I thought that everyone knew about these, but this week a web-dev co-worker was surprised by them, so I’ll explain. If you create a folder in your browser bookmarks, then you can open all of them at once. Here’s my morning tabs in Safari:

(Judge away 😉 )
If you click on that last thing, Open in New Tabs, you get this:

Thats basically my morning newspaper: News, comics, weather, local, plus my power monitor and more. Simple, fast and easy to customize. Highly recommended.
I also use iCloud to share my bookmarks across machines, so when I update my tab sets they also go to my iPad and iPhone. Useful, and only takes a few KB so the free 5GB iCloud plan suffices.
Ahh, who doesn’t love an autoplaying video ad?
To block ads, you need defense in depth. Here’s my current system that I recommend:

This is more difficult. The PiHole helps if they are hosted on an ad server, but my best tools is youtube-dl. It’s a deceptively powerful, self-updating, open-source Python app that can download from YouTube, Vimeo and many others. You can grab a video, extract the audio if you want, and save it for later, minus the ads. Brilliant.
Wired has it right, it’s time for an RSS revival.
Five years ago, when Wolf took over The Old Reader, he offered a prescient insight: “How long will it be before your Facebook stream is so full of promoted content, bizarre algorithmic decisions, and tracking cookie based shopping cart reminders that you won’t be getting any valuable information,” Wolf wrote. “For as little as $60, a business can promote a page to Facebook users. It won’t be long before your news feed is worthless.”
Personally, I’ve been running RSS for over a decade, and currently have 411 RSS feeds:

With the demise of Fever it’s no longer possible to replicate my setup. Which sucks; running your own RSS server on your own computer really is ideal from a privacy and performance perspective. So I’ll try and recommend alternatives.
The Wired post is a good place to start, and I know that friends of mine are partial to The Old Reader but I’d want to dig into anything offered for free and figure out how they pay the bills.
One of the downsides of 411 feeds it that it’s more than you could ever read, though I admit I’ve tried. Here’s what I recommend:
This is more subtle, but native apps work better for me: speed, key bindings, SPEED and better OS integration with features like sharing, printing, and so forth.
For iOS, I recently switched from Reeder to Unread, mostly because Unread is much faster to refresh from my server. Speed matters.
On my Mac, I still use Reeder, where it works fine:

For Android, I recommend my very own open source app Meltdown if you, like me, have a Fever server. 😉
Adding Miniflux as a Fever alternative in Oct 2022 – open source, you can self host or use rssreaderone.com (free).
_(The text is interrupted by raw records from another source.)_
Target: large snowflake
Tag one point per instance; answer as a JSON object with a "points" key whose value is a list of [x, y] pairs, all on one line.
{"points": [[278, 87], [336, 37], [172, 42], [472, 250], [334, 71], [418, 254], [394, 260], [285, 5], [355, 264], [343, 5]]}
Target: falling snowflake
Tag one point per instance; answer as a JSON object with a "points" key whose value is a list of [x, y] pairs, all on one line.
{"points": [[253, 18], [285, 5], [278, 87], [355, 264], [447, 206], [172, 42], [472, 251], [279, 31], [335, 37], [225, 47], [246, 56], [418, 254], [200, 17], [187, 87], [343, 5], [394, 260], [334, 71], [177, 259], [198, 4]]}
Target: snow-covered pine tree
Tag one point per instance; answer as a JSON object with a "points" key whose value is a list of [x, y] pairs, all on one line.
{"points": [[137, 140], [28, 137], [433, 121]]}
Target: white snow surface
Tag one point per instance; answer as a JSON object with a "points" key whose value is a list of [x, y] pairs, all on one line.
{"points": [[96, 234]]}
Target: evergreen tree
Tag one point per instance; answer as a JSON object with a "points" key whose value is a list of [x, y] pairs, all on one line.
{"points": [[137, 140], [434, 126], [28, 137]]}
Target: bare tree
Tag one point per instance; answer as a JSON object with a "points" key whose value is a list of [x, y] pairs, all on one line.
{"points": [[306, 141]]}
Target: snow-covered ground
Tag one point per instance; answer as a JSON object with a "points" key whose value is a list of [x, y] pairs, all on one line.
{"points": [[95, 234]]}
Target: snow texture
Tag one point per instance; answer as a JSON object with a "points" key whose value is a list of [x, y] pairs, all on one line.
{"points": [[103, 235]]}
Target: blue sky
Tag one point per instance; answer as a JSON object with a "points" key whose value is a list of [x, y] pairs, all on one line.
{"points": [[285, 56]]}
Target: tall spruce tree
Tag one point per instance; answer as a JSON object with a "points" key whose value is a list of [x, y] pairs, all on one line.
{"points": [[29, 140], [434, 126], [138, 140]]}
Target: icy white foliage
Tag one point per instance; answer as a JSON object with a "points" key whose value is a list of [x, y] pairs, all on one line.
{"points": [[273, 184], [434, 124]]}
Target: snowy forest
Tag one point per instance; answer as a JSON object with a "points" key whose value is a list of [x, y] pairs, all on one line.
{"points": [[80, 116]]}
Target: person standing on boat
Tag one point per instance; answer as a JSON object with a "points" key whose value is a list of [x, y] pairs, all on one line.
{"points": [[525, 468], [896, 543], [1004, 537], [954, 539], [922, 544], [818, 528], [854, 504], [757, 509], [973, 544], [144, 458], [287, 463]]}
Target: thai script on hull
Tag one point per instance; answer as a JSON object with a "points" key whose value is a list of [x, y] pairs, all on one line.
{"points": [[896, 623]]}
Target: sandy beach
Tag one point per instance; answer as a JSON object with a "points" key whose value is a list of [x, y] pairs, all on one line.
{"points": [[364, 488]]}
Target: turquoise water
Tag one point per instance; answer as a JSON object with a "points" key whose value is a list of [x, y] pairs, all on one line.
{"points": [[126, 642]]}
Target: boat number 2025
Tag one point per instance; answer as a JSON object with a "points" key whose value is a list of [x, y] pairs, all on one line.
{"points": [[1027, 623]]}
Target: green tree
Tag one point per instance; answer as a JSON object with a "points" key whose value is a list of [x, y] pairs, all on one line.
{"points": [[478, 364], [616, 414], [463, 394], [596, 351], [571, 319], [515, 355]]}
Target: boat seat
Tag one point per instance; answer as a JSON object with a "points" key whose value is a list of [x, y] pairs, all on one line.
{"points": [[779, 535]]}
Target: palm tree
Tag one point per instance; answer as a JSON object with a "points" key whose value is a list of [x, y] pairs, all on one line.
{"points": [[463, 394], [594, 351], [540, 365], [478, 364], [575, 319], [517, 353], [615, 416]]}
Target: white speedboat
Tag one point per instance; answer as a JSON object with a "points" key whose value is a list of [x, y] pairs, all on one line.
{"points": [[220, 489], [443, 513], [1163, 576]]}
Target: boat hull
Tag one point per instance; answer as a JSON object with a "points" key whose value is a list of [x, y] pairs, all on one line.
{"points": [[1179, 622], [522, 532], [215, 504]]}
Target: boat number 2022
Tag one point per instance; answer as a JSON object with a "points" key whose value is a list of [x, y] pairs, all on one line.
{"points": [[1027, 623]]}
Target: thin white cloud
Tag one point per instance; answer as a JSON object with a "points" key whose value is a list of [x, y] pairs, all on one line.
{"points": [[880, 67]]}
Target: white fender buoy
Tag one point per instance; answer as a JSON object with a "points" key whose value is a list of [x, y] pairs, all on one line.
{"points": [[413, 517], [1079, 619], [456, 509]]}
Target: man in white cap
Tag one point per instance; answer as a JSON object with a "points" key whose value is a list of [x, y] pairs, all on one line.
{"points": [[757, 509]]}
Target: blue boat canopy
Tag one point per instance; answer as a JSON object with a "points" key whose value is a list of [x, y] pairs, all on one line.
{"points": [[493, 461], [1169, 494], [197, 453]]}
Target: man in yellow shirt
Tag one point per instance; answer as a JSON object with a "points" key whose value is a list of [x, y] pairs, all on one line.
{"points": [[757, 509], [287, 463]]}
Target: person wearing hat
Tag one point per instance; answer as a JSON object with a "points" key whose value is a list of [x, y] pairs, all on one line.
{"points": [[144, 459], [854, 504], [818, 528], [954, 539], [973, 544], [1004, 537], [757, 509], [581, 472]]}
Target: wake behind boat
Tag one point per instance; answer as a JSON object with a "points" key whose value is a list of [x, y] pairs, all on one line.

Web app with Postgres storage, looks quite nice.
So in the morning I open and read a set of tabs, and during the day I open Unread in spare time to read. Since RSS is synchronized on the server, when I go back to my laptop I don’t see the same stories; super convenient.
If there’s something I need to follow up on, I often just the low-tech approach of sharing the link from the app and email it to myself. I also use Instapaper and it’s native app, though switching apps bugs me a bit. I’m odd that way.
I subscribe to NYTimes, pay for apps and am a Patreon supporter of my favorite comics. I buy printed comics books too to support the authors, and I’m an annual supporter of favorite sites like Naked Capitalism, Washington Monthly and Truthout. I’m happy to pay for news and such, but I believe quite strongly that I need not tolerate relentless monetization and [censored] annoying ads.